La novedad de Plotino no es ruptura absoluta: La originalidad de su pensamiento radica en intensificar y reconfigurar categorías heredadas, no en sustituirlas por un principio totalmente ajeno. La trascendencia del Uno debe entenderse como diferencia cualitativa, pero no como separación absoluta.
La interpretación de Blassi es sugerente pero problemática: Al insistir en la alteridad radical, Blassi aporta una lectura novedosa que resalta la dimensión trascendente, pero corre el riesgo de proyectar categorías cristianas sobre un sistema que se mantiene dentro de la lógica neoplatónica de la emanación.
La clave está en la tensión: El pensamiento de Plotino se sostiene en la tensión entre lo absolutamente otro y lo íntimamente presente. La interpretación más coherente es aquella que mantiene esa tensión sin reducirla ni a pura trascendencia ni a pura inmanencia.

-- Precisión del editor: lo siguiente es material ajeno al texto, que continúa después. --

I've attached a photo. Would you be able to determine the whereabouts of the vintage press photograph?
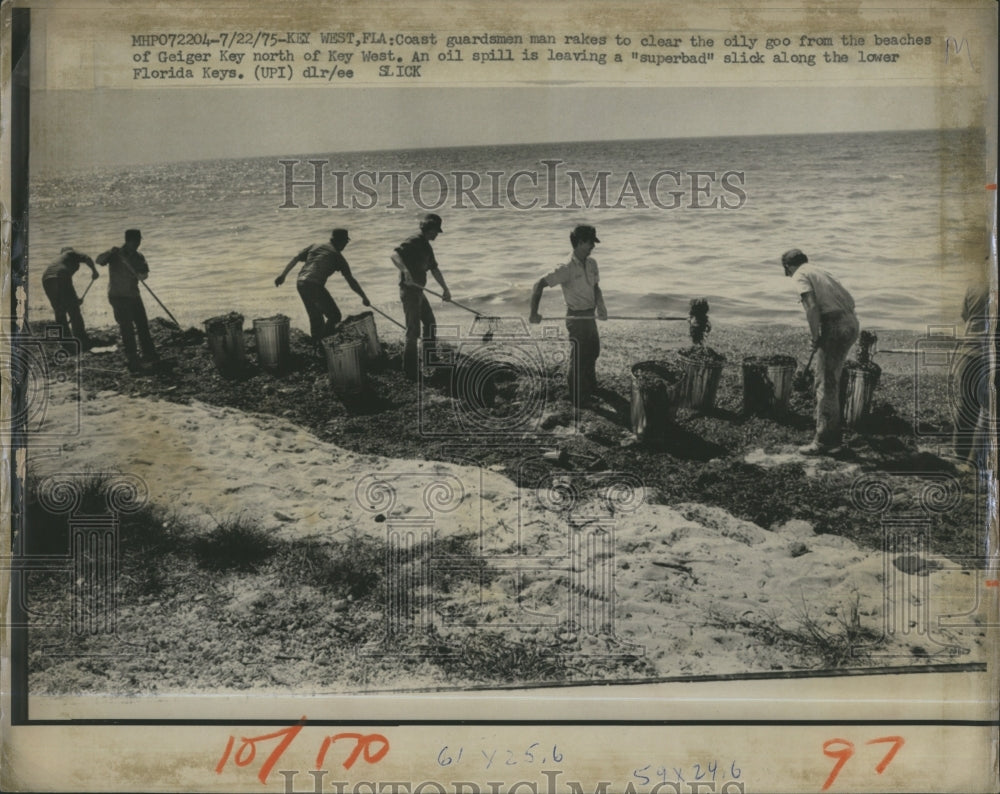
[5,0,997,756]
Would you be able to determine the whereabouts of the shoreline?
[19,321,984,694]
[30,374,983,694]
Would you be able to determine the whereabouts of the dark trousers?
[951,334,991,468]
[566,312,601,403]
[42,278,88,347]
[108,298,159,365]
[815,312,858,447]
[296,281,343,342]
[399,286,437,378]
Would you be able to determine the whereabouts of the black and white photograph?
[0,0,1000,794]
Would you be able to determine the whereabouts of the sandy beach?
[21,323,985,693]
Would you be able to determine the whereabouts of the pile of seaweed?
[743,353,796,373]
[632,359,684,394]
[205,312,243,335]
[844,331,882,377]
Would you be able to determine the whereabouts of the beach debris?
[253,314,291,372]
[204,312,246,375]
[743,353,795,414]
[792,348,816,392]
[631,360,684,444]
[688,298,712,345]
[841,331,882,428]
[852,331,882,372]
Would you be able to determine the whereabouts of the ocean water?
[28,131,989,333]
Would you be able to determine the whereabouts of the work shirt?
[962,284,990,334]
[42,251,87,281]
[396,234,438,287]
[792,263,854,316]
[297,243,347,286]
[97,248,149,298]
[545,254,600,311]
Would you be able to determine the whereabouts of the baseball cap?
[781,248,809,267]
[420,212,444,234]
[573,225,601,243]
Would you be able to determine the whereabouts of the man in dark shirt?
[528,225,608,406]
[274,229,371,346]
[42,247,98,350]
[392,213,451,380]
[97,229,160,372]
[951,282,996,468]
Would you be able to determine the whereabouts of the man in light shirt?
[781,248,859,455]
[392,212,451,380]
[529,226,608,405]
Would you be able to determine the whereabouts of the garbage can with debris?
[205,312,247,374]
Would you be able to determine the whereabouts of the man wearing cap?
[274,224,371,347]
[781,248,858,455]
[97,229,160,372]
[392,213,451,380]
[42,246,98,350]
[529,226,608,405]
[951,276,995,469]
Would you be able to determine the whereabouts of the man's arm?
[392,249,417,287]
[528,278,548,318]
[341,262,372,306]
[431,266,451,301]
[802,292,821,350]
[274,249,309,287]
[594,284,608,320]
[77,254,100,280]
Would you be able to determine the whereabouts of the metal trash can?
[323,336,365,397]
[336,312,382,361]
[743,355,796,414]
[677,352,726,411]
[253,314,291,372]
[840,361,882,428]
[205,312,247,373]
[631,361,684,444]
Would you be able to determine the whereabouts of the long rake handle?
[368,304,406,331]
[121,257,181,328]
[542,314,690,323]
[80,278,97,303]
[413,284,487,317]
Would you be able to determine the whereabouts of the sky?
[25,86,979,170]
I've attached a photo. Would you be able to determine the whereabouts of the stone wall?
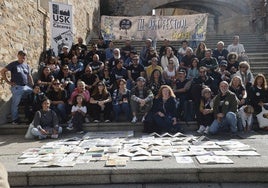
[0,0,100,123]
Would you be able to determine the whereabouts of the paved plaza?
[0,127,268,188]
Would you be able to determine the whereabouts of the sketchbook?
[196,155,234,164]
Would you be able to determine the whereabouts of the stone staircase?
[0,33,268,134]
[112,33,268,78]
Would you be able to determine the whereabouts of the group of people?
[1,36,268,139]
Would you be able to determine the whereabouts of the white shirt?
[238,106,253,127]
[227,43,245,55]
[161,55,179,70]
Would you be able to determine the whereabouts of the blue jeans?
[113,103,131,121]
[209,112,237,134]
[11,85,32,121]
[51,104,67,122]
[31,127,62,139]
[152,114,181,133]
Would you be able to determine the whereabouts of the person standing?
[1,50,33,124]
[209,81,238,134]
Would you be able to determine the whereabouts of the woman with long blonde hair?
[147,85,180,133]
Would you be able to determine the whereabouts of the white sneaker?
[204,126,209,134]
[197,125,206,134]
[131,116,138,123]
[51,134,59,139]
[141,116,145,122]
[67,117,73,124]
[66,127,74,131]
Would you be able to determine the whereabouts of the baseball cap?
[18,50,27,55]
[178,69,186,74]
[136,76,145,82]
[220,60,227,67]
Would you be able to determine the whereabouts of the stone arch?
[107,0,252,34]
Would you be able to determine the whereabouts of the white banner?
[49,2,73,55]
[101,14,208,41]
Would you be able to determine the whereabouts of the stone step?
[0,121,198,135]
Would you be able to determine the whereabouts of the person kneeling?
[31,98,62,139]
[145,85,180,133]
[209,81,238,134]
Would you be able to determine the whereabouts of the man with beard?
[79,65,100,93]
[209,81,238,134]
[107,48,123,70]
[89,54,104,79]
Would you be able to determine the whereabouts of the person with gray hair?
[209,81,238,134]
[227,35,248,62]
[130,76,154,123]
[212,41,229,63]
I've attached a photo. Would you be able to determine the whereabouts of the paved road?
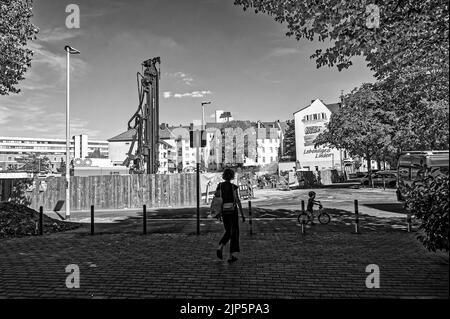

En síntesis, la interpretación de Blassi ilumina la novedad del Uno como principio trascendente, pero su insistencia en la alteridad radical resulta filosóficamente cuestionable. La lectura inmanente, al reconocer la presencia del Uno en todo lo real, preserva la coherencia del sistema y la posibilidad de la unión mística, mostrando que la riqueza del neoplatonismo reside en la tensión constitutiva entre trascendencia e inmanencia.
Bibliografía
Beierwaltes, Werner. Plotino: un camino de liberación hacia la interioridad, el espíritu y el Uno. Milano: Vita e Pensiero, 1993.
Blassi, Fernando Martín de. La novedad del pensamiento metafísico de Plotino. Providencia: Universidad Gabriela Mistral, Colección Cuestiones Perennes, 2025.
Blassi, Fernando Martín de. “Plotino y la novedad de su principio metafísico.” Revista de Filosofía (Universidad Nacional de Cuyo), 2021.
Bréhier, Émile. La filosofía de Plotino. Trad. Lucía Piossek Prebisch. Buenos Aires: Editorial Sudamericana, 1953.
Hadot, Pierre. Plotino o la simplicidad de la mirada. Trad. Maite Solana. Barcelona: Ediciones Alpha Decay, 2004.
Heimsoeth, Heinz. La metafísica moderna. Madrid: Revista de Occidente, 1932.
Heimsoeth, Heinz. Los seis grandes temas de la metafísica occidental. Madrid: Revista de Occidente, 1959.
Trouillard, Jean. La purification plotiniana. París: Aubier, 1955.
Trouillard, Jean. La procession plotinienne. París: Aubier, 1955.